Variable or floating rate obligations may be secured by bank letters of credit.
 
     Variable rate auction and residual interest obligations are created when an
issuer or dealer separates the principal portion of a long-term, fixed-rate
municipal bond into two long-term, variable-rate instruments. The interest rate
on one portion reflects short-term interest rates, while the interest rate on
the other portion is typically higher than the rate available on the original
fixed-rate bond.
 
     Yields on municipal securities are dependent on a variety of factors,
including the general conditions of the municipal bond and municipal note
markets, the size of a particular offering, the maturity of the obligation and
the rating of the issue. The achievement of the Balanced and Fixed-Income Funds'
investment objectives is dependent in part on the continuing ability of the
issuers of municipal securities in which the Balanced and Fixed-Income Funds
invest to meet their obligations for the payment of principal and interest when
due.

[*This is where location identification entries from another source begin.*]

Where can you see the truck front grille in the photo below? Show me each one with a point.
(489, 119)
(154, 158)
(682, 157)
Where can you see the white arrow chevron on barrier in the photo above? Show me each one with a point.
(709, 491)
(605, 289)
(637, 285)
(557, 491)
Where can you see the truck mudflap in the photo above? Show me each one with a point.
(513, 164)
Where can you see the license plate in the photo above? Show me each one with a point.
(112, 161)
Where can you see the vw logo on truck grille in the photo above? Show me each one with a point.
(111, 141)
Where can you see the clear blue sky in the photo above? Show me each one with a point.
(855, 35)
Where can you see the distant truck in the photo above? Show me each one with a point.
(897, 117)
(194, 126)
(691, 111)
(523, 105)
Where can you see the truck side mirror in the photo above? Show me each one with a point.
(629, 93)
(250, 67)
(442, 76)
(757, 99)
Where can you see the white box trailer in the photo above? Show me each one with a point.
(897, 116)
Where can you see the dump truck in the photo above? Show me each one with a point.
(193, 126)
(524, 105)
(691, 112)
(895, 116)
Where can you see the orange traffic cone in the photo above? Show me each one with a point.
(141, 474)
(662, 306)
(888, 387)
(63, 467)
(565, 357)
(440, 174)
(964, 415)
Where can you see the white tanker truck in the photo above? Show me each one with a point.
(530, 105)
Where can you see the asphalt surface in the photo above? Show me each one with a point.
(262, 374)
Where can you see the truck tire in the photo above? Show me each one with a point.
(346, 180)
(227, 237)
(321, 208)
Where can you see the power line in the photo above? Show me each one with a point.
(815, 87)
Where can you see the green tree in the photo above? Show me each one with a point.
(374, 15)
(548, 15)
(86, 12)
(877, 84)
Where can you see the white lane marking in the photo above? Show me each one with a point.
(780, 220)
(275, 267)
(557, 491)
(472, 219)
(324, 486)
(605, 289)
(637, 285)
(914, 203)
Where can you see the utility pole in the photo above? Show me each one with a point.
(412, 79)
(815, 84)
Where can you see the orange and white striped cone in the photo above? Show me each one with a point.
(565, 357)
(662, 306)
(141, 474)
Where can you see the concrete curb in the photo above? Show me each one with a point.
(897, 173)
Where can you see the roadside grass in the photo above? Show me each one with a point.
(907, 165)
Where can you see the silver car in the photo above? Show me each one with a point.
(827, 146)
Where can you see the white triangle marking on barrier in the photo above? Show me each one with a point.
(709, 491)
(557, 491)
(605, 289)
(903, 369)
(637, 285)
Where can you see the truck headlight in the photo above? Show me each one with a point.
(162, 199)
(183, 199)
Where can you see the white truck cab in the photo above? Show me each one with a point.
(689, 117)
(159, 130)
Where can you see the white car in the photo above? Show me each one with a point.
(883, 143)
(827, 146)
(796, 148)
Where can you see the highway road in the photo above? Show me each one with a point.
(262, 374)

Obligations of issuers of municipal securities are subject to the
provisions of bankruptcy, insolvency and other laws affecting the rights and
remedies of creditors, such as the Bankruptcy Reform Act of 1978, as amended.
Therefore, the possibility exists that, as a result of litigation or other
conditions, the ability of any issuer to pay, when due, the principal of and
interest on its municipal securities may be materially affected.